Excertos do capitulo 5 do livro “O Instituto Tavistock” de Daniel Estulin (págs. 161-162)

Conflito de Gerações

As pessoas que estão na casa dos 60 são consideradas como a geração do baby boom. Por outras palavras, mesmo que as pessoas não fumem droga nem pratiquem sexo com animais esquisitos, não deixam de ser baby boomers, no sentido em que a maior parte delas aceita os valores que são comuns a essa geração. E os valores comuns a essa geração são aceitar o papel dominante das alterações na política cultural, que têm vindo a ocorrer. Essa alteração política corresponde à desindustrialização da América. Uma sociedade de desindustrialização é uma sociedade sem futuro, porque qualquer Estado-nação que se respeite a si próprio, só pode ser verdadeiramente independente se conseguir proporcionar bem-estar aos seus cidadãos. Como conseguiram as pessoas que governam o mundo impor essa desindustrialização à sociedade? Pense-se no perfil da população americana.

A geração com o conjunto mais forte de valores morais, na História da América, foi a que lutou na Segunda Guerra Mundial. Nasceu antes do advento da televisão. Foi a geração mais difícil de submeter a uma lavagem ao cérebro. Os seus filhos, os baby boomers, tornaram-se os alvos dos ideólogos da lavagem ao cérebro. De facto, com a televisão, os baby boomers têm passado toda a vida a ser submetidos a uma lavagem de ao cérebro. Recordemos o objectivo dos lavadores de cérebros: tornar cada geração sucessiva mais infantil, mais animalesca, mais amoral, e daí mais fácil de controlar. O mundo em que hoje nos inserimos é mais convencional, menos solidário, mais sensacionalista e mais despeitado. Todo o ímpeto do pensamento moderno tem sido dirigido no sentido da redução da esfera de responsabilidade moral do individuo. O comportamento humano é visto cada vez mais como um produto de forças impessoais.

E como poderia ser diferente? “Tendes pais que foram eles próprios formados pela televisão, a criarem filhos formados pela televisão, os quais estão agora a começar eles próprios a ter filhos: três gerações sucessivas sujeitas à lavagem ao cérebro pela televisão, sem qualquer memória consciente de algo diferente.”

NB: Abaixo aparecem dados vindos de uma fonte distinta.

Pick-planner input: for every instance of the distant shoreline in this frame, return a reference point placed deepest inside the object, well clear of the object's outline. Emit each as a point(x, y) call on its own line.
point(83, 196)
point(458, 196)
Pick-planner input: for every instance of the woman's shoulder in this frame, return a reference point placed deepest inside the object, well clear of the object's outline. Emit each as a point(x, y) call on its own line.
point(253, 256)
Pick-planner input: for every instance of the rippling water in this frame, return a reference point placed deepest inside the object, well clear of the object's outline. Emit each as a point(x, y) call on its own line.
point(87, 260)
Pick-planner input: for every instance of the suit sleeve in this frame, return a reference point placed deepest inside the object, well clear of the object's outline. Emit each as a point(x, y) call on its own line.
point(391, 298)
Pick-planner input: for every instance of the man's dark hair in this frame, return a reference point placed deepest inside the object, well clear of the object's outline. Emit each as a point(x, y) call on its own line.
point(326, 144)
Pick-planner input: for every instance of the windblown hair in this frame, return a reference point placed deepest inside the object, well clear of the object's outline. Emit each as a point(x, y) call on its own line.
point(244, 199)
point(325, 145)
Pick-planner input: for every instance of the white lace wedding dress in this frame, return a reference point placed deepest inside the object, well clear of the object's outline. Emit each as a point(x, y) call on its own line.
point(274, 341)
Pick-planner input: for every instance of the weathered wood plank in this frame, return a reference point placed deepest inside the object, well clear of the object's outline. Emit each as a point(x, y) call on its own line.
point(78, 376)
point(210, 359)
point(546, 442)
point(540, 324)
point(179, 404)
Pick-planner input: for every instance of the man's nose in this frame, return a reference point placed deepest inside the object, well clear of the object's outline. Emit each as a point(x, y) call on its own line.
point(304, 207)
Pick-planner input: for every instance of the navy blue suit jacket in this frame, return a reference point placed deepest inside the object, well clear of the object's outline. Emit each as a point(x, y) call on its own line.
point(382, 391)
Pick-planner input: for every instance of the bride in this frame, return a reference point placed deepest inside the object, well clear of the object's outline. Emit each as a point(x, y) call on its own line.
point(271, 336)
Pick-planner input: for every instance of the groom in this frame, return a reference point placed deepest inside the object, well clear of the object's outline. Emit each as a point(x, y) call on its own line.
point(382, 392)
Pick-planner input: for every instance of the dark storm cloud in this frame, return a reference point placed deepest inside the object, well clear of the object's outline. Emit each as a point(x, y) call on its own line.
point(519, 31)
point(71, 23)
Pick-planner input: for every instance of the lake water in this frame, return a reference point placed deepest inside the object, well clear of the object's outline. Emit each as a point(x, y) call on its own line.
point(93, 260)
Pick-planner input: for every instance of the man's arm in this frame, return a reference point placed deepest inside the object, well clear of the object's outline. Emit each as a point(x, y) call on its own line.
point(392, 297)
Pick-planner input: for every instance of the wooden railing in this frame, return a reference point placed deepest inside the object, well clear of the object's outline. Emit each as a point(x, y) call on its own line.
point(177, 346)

Pense no assunto. As pessoas nunca digeriram plenamente a televisão. A mística que devia esmorecer, fortalece-se. A nossa bussola moral girou ao ponto de considerarmos como celebridades não só os que os representam para a televisão, que fazem playback de canções antigas para espectadores escolhidos a dedo, e os actores desempregados que vendem ninharias, iogurtes e desodorizantes durante os intervalos para publicidade em reposições de filmes antigos.

E, com a nossa bússola moral avariada, algo nos aconteceu e se passou connosco. A própria televisão tornou-se substituta dos pais. O televisor tornou-se o moralizador. Começou a dizer às pessoas o que fazerem. De súbito, o comportamento dos filhos – as drogas, o sexo, o comportamento anti-social – , já não parece tão chocante como antigamente. Tornou-se mais fácil racionalizar tudo isso, descartá-lo, com a ajuda das mensagens contidas na programação televisiva. “E, quando os adultos já são infantis, é mais fácil aceitarem o infantilismo dos filhos.”